D’accordo con te, ma un tantino più contento: qui si respira l’aria della Milkyway di una volta, ci sono un sacco di specchi che si rompono, e la scena per strada con le due mogli è da strappacuore. Bello bello bello.
Sì, dai, però è davvero troppo arzigogolato per convincermi davvero. Mi chiedo quanti minuti di film siano veramente di Johnnie To. Secondo me, pochi.

Però la mano di To nella sequenza finale c’è. E sicuramente in quella del ristorante. E’ vero, però, che è arzigogolato. Più che altro, che casino.
A me piacciono tanto Throwdown e PTU perchè raccontano esclusivamente con le immagini, attraverso gesti e azioni dei personaggi. I Milkyway troppo scritti e troppo waikafaieschi mi lasciano spesso un po’ così.
 

Il DVD (edizione hongkonghese) è in vendita da oggi, a pochi euri.

11 Thoughts on “

  1. To per considerarlo un genio mi basta il paino sequenza iniziale di Breaking News, se poi aggiungiamo Exiled, Election, the mission…

  2. Io voglio che il titolo italiano del film sia “L’ispettore Bum è una testa calda”

  3. oppure “L’ispettore Boom”.

  4. di johnnie to ho “the election”.

    non mi ha soddisfatto e non riesco a capire cosa mi sono perso. lo hai per caso recensito su queste pagine?!

    saluti

    crown

  5. Sì, il mio post su “Election” è qui, quello su “Election 2″ (decisamente superiore) è qui.

    Con il tempo anche il gradimento di Election è risalito. Posso solo dirti: riguardalo con più calma.

  6. utente anonimo on 1 febbraio 2008 at 15:20 said:

    la prossima volta vedo di sforzarmi di più…

    ;-)

    lonchaney impigrito

  7. a me ivnece i milkyway arzigogolati garbano. Poi chi ha diretto cosa mi interessa relativamente, c’è uno che si taglia un orecchio così, c’è il carrello su tutti i ocltelli all’inizio, c’è la zuppa di pescesqualo (squello) … inzomma per uno che ama il cinema della milkyway c’è tutto quello per cui lo ha amato e lo continua ad amare.
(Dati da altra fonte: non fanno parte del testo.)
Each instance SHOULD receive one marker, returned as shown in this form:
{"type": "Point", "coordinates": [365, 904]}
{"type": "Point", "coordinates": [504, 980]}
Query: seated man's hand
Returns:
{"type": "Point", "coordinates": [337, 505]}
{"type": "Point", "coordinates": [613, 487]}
    e poi se wai ka-fai dice che fa un film da solo non glie lo va a vedere nessuno poverino.

  8. Interessante.. Ma mettiamo per un secondo che un amico di mio cugino non abbia mai visto un film di Johnnie To.. Da dove dovrebbe cominciare? :D

  9. @murda: “c’è il carrello su tutti i ocltelli all’inizio” – grazie di avermelo ricordato. E per il commento (soprattutto il finale) ho riso come un cretino.

    @jecke: non so quante volte ho risposto a questa domanda nei commenti di questo blog… sii più attento!

    [Scherzi a parte, comincia da "The Mission", che si trova facilmente anche da noi. In Italia trovi anche Breaking News e Election. Andando su mercati "alternativi", A Hero Never Dies e PTU, per iniziare. E poi tutto il resto, ovvio. In italia si trova anche Expect The Unexpeted: non è diretto da lui, ma fai conto che lo sia. Compralo.]

  10. Lo so, sono pigro!

    Grazie

  11. Sono d’accordo che non è all’altezza di altri suoi film. A Venezia mi piacque molto, anche se a volte ebbi dei momenti di incertezza nel comprendere bene ogni passaggio.

    La sequenza al ristorante, al tavolo, è geniale.